Cloud AI Services Questions
Cloud AI platforms are central to most enterprise ML infrastructure. These 10 questions cover the major cloud AI services, managed vs self-hosted trade-offs, cost analysis, and architecture patterns that interviewers expect you to discuss with depth and nuance.
Q1: Compare AWS SageMaker, GCP Vertex AI, and Azure ML. What are the strengths and weaknesses of each?
| Feature | AWS SageMaker | GCP Vertex AI | Azure ML |
|---|---|---|---|
| Strengths | Most mature, broadest feature set, SageMaker Studio IDE, built-in model monitoring, largest ecosystem | Best TPU integration, Vertex AI Pipelines (Kubeflow-based), strong AutoML, tight BigQuery integration | Best enterprise integration (Active Directory, Azure DevOps), responsible AI toolkit, strong for .NET shops |
| Weaknesses | Complex pricing, vendor lock-in with SageMaker-specific APIs, steep learning curve | Smaller ecosystem, less third-party integration, documentation gaps | Slower feature releases, smaller ML community, less mature managed training |
| GPU Options | P4d (A100), P5 (H100), Trn1 (Trainium), Inf2 (Inferentia) | A100, H100, TPU v4/v5p/v5e | A100, H100, ND-series (InfiniBand-connected) |
| Model Serving | SageMaker Endpoints (real-time, async, serverless) | Vertex AI Endpoints, with traffic splitting and auto-scaling | Azure ML Managed Online Endpoints, AKS integration |
| Training | SageMaker Training Jobs, distributed training with built-in data parallelism | Vertex AI Custom Training, TPU pod slices for large-scale training | Azure ML Compute Clusters, InfiniBand support for distributed training |
| Cost | Premium pricing, Trainium/Inferentia cheaper alternatives | Competitive, committed use discounts, TPUs cost-effective at scale | Competitive, reserved capacity, enterprise agreements |
Interview tip: Do not just list features. Explain when you would choose each: SageMaker for teams already on AWS wanting a one-stop shop, Vertex AI for TPU-heavy training or organizations using BigQuery, Azure ML for enterprises with existing Microsoft infrastructure. Always mention that the underlying ML concepts are cloud-agnostic.

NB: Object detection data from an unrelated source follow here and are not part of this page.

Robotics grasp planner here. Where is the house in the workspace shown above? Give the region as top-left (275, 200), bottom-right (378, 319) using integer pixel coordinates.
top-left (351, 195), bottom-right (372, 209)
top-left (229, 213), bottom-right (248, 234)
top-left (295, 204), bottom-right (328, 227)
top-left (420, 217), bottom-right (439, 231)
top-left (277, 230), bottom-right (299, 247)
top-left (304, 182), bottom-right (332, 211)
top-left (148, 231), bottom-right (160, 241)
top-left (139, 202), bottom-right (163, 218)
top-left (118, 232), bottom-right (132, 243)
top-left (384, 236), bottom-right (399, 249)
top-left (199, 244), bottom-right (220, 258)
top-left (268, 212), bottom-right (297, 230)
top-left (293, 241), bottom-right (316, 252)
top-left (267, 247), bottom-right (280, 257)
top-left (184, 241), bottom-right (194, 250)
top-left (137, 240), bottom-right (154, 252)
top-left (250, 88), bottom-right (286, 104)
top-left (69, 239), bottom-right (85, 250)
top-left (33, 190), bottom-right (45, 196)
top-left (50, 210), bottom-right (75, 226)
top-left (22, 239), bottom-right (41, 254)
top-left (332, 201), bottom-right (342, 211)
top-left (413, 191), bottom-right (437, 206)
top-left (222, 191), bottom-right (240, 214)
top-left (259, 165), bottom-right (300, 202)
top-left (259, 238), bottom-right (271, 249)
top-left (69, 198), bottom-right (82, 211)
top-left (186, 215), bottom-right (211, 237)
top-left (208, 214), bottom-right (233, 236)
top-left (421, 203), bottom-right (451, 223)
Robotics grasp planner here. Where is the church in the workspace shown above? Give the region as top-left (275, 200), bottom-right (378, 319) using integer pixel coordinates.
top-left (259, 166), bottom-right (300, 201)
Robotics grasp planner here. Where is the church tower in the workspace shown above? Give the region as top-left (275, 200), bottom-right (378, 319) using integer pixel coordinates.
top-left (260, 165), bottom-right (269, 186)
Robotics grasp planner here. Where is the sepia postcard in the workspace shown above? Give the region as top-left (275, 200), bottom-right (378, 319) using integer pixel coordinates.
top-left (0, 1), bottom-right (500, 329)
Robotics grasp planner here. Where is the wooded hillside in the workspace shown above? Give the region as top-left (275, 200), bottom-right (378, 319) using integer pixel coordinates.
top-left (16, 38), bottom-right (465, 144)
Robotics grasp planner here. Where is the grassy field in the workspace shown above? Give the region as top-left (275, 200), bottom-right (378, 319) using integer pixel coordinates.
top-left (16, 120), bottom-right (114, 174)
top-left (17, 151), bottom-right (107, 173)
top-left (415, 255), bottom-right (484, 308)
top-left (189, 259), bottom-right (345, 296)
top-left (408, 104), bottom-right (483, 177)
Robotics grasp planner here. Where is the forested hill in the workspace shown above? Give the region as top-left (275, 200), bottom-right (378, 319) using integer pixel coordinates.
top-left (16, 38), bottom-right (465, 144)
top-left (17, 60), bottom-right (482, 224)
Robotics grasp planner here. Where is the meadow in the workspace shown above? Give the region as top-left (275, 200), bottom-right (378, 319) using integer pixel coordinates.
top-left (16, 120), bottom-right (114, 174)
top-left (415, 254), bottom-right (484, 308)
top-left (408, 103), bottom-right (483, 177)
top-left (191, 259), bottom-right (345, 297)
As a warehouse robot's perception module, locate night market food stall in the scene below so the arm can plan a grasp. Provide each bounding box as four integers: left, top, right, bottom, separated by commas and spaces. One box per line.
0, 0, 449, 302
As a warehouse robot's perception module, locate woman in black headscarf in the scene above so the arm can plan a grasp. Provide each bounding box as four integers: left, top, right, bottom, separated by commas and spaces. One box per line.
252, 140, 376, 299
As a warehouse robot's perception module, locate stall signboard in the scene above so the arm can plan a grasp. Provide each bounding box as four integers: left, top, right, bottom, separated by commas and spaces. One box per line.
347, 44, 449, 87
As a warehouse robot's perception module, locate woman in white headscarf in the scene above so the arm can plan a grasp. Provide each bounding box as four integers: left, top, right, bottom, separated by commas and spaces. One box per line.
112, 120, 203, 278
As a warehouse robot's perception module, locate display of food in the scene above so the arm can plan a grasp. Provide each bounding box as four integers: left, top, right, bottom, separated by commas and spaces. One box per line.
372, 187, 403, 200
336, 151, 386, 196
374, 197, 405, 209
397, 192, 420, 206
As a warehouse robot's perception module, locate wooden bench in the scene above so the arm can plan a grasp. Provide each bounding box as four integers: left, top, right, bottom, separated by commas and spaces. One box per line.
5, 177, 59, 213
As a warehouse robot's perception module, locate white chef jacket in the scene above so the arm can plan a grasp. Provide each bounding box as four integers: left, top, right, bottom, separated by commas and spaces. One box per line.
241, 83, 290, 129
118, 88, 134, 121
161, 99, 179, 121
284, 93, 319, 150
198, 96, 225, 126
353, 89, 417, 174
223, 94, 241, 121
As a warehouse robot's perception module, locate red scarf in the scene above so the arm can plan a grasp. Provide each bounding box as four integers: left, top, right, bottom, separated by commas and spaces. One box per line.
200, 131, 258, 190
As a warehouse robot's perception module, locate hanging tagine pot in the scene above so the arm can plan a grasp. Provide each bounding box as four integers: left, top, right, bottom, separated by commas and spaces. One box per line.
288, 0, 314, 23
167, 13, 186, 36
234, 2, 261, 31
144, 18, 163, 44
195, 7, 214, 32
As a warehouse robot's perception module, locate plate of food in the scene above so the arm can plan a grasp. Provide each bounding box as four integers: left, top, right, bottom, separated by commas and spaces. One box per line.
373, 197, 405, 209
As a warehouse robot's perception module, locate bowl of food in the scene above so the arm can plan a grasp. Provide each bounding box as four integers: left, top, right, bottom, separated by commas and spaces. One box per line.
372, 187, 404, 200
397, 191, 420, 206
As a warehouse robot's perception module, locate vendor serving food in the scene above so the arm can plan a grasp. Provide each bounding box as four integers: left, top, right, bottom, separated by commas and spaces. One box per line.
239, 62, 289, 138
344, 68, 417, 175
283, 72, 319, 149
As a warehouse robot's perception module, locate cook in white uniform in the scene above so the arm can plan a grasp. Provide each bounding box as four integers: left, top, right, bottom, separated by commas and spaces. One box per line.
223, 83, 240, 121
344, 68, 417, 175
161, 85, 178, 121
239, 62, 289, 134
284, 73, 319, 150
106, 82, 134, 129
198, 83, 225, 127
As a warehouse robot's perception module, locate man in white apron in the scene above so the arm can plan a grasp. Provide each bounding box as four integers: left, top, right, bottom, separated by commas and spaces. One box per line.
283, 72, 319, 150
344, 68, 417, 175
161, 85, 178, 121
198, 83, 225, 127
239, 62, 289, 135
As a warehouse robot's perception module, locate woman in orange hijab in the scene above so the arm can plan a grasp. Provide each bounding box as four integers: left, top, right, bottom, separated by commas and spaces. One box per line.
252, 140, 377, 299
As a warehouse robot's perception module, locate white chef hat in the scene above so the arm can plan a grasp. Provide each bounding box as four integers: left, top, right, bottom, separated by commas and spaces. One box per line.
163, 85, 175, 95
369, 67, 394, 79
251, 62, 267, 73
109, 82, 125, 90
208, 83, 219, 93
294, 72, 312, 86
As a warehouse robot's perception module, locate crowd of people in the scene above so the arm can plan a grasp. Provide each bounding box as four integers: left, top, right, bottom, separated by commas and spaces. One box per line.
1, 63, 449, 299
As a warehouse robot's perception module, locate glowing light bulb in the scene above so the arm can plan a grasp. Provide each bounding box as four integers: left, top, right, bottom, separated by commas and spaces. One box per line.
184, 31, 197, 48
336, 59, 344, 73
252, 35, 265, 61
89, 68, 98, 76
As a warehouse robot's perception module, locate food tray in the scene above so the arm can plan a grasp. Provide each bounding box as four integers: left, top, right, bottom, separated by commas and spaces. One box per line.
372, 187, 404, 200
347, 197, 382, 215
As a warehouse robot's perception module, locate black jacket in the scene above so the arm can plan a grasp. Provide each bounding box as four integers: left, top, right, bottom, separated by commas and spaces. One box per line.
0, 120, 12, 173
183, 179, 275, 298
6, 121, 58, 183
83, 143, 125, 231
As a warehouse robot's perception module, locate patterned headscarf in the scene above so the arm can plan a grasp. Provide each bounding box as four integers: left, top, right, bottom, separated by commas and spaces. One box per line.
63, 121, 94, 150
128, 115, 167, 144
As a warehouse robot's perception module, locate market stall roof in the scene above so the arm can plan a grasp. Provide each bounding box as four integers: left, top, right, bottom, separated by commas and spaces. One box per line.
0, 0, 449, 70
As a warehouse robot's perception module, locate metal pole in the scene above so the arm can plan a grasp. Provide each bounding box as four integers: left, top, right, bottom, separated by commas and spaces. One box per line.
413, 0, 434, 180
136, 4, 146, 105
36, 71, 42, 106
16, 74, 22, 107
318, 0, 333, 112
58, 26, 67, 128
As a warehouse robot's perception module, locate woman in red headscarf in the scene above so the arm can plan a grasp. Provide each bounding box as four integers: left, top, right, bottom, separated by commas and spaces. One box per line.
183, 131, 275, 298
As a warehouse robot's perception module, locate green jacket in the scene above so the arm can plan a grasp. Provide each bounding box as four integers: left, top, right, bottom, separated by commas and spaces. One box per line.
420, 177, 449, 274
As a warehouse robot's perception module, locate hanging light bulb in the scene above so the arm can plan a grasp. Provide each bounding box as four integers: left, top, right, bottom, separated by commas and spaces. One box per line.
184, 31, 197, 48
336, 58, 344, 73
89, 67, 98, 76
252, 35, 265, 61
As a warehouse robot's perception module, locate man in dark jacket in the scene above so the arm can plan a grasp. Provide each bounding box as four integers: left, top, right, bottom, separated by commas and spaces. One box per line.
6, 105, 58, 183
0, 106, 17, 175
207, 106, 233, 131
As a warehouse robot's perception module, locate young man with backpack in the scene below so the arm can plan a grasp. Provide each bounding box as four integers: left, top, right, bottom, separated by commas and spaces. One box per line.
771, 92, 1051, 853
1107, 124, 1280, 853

Q2: When should you use managed ML services vs self-hosted infrastructure?
Answer: This is a nuanced decision that depends on team size, workload characteristics, and organizational maturity:
Choose managed services when:
- Small team (1–5 ML engineers): Cannot afford the operational overhead of managing Kubernetes, GPU drivers, networking, and monitoring. Managed services let them focus on ML, not infrastructure.
- Standard workloads: Training standard models (fine-tuning, transfer learning), serving at moderate scale. Managed services handle this well out of the box.
- Quick iteration: Startups and research teams that need to move fast. SageMaker notebook instances or Vertex AI Workbench eliminate infrastructure setup time.
- Compliance requirements: Managed services often come with built-in security, logging, and compliance certifications (SOC2, HIPAA) that would be expensive to implement on self-hosted infrastructure.
Choose self-hosted when:
- Large scale (100+ GPUs): Managed services charge premium margins (30–50% over raw compute cost). At scale, self-hosted Kubernetes on cloud VMs or bare metal is significantly cheaper.
- Custom requirements: Non-standard GPU topologies, custom NCCL configurations, specific InfiniBand setups, or novel distributed training patterns that managed services do not support.
- Multi-cloud or hybrid: Self-hosted Kubernetes is portable across clouds. Managed services create deep vendor lock-in.
- Large platform team (5+ infra engineers): The team has the expertise to operate and optimize infrastructure, and the cost savings justify the operational investment.
Hybrid approach (most common at mid-size companies): Use managed services for model serving and experiment tracking. Use self-hosted Kubernetes for large-scale training. Use cloud storage (S3/GCS) for data and checkpoints.
Q3: How do you estimate and optimize cloud costs for ML workloads?
Answer: ML cloud costs are dominated by GPU compute (60–80%), with storage (10–20%) and networking (5–10%) as secondary costs.
Cost estimation framework:
- Training cost: (GPU count) x (hours) x (GPU price/hr). Factor in GPU utilization — if GPUs are 50% utilized, effective cost doubles.
- Inference cost: (GPU count) x (hours/month) x (GPU price/hr). Key metric: cost per 1,000 predictions. Compare against the business value of each prediction.
- Storage cost: Datasets + checkpoints + model artifacts. Training checkpoints for a 70B model can be 500+ GB per checkpoint, 100+ checkpoints per run = 50+ TB.
- Data transfer: Cross-region or cross-cloud data movement. 1 TB egress from AWS = ~$90. Can be significant for large datasets.
Optimization strategies (in order of impact):
- Spot/preemptible instances (60–70% savings): Use for all training workloads with checkpointing. Spot interruption rate for GPU instances is typically 5–15%.
- Reserved capacity (30–40% savings): For predictable workloads running 24/7 (inference endpoints, continuous training).
- Right-size GPU selection: Do not use H100s for inference workloads that fit on T4s. Profile model requirements before selecting instance type.
- Auto-scaling inference: Scale down during off-peak hours. Scale to zero for batch inference endpoints.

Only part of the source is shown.